I've found this gets a much cleaner line. But I've yet to see a piece with gaps here and there when you look close enough. I guess that's a plus to my eyesight going. ::)
Ha!  I found that during the tracing, it all went much better with my new 2.5X glasses and LOTS of light!  So, I have learned several things via this exercise! 

Also need to make a tool to excavate those corners.  I got them cleared out, but it was not a controlled depth.  Hate to grind a $30 cutter for the Lie Nielsen router plane for this one operation.  Heck, even a bent and shaped/sharpened butter knife should work.

Buy one of the mini lee valley routers, and grind it's blade.,41182
Lie Neilson does make a small cutter for their plane that works wonderfully for cleaning up the edges and corners. That and a scalple should do the trick.
Yeah, I was looking at the Lie-Nielsen.  I have their  small router.  Also like the depth stop they sell for it.   

What happened in the corners was as I excavated around the outline, the corners sort of came out and all that was left was a tiny sliver.  As I removed the sliver though, it would tend to chip out rather than be sliced out at a controlled depth. 

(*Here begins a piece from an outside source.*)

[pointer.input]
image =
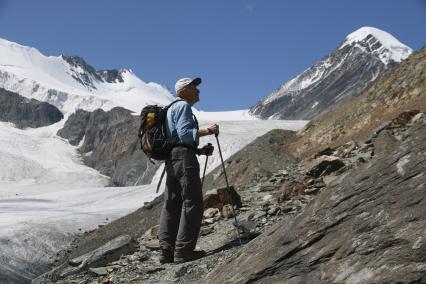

I think I figured out enough to move on with the final piece.  It will be a hair bigger.  I hesitate to share the design here because it is nowhere near a period design.   Funny, this whole operation started as a need for a nightstand.  I designed up something very traditional with some nice pineapple mini columns for the top and some nice crotch mahogany for the doors, etc.  But when I realized that the space I had to work in was so small, I couldn't fit my original design in. From that, i decided I just needed a small table that could be used elsewhere later and that is where this design came from.  Not a nightstand, but a small table to be used as a bedside table (somewhere to place the SAPFM journal before I drift off to sleep!). 

This is the prototype....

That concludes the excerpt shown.